US offshore driller requests judge block insurers' demand for $250 million collateral

December 12, 2024

W&T Offshore is an independent driller in the U.S. Gulf of Mexico. It has asked a federal court to block the insurance companies' demand for $250 million additional collateral in exchange for tearing down old oil infrastructure.

Offshore drilling companies are under increasing pressure to issue bonds for the decommissioning of oil and gas infrastructure within federal waters.

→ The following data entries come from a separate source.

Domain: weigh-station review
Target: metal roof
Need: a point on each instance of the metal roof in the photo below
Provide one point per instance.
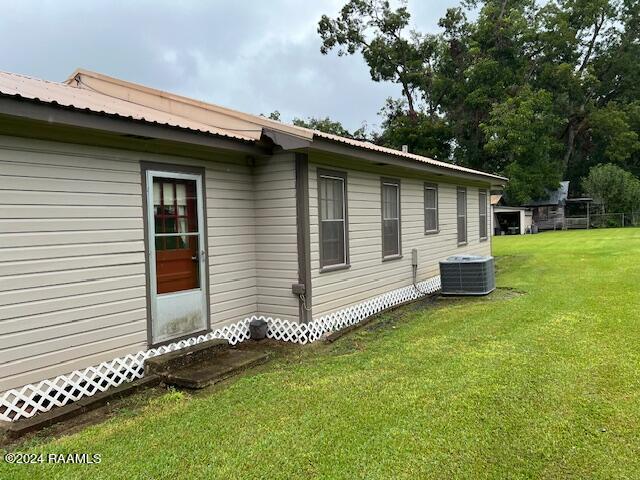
(59, 93)
(399, 153)
(554, 197)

In June, the Federal Bureau of Ocean Energy Management enforced its final rule amending financial assurance regulations to ensure that the industry pays for decommissioning and not taxpayers.

In an interview, W&T Offshore's CEO Tracy Krohn said: "You are at the mercy both of the federal agency as well as the surety companies. There is not much control."

"The regulatory agency does not have a real basis to require a lot more bonding that what they currently do," Krohn said.

BOEM estimates that offshore drillers will collectively pay under $7 billion in new financial assurances as a result the final rule. These are to cover potential costs for decommissioning.

According to the U.S. Government Accountability Office, by June 2023 more than 2,700 oil wells and 500 platform were due for decommissioning.

W&T Offshore filed a lawsuit on Wednesday at the U.S. District Court of the Southern District of Texas asking Judge Keith Ellison for a declaration that the insurers colluded with each other to harm the company, by demanding more collateral and higher premiums.

The company says that insurers have used BOEM's latest rule to request additional collateral as surety for which it has already paid premiums.

W&T Offshore, based in Houston, did not provide an immediate comment.

Endurance Assurance Corp. and Lexon Insurance Co., the two companies named in the lawsuit, did not respond immediately to requests for comments.

The opponents said that the final rule of BOEM would adversely affect smaller firms who lack sufficient oil reserves or investment grade ratings. Oil majors have larger reserves or meet the credit criteria that exempts them from having to put up additional money to cover future decommissioning.

Texas, Louisiana, and Mississippi filed a lawsuit against the government days before the BOEM final rule came into effect in an attempt to stop it.

According to last government statistics, the U.S. Gulf of Mexico produced roughly 1,74 million barrels of oil per day, or about 13% of U.S. total output.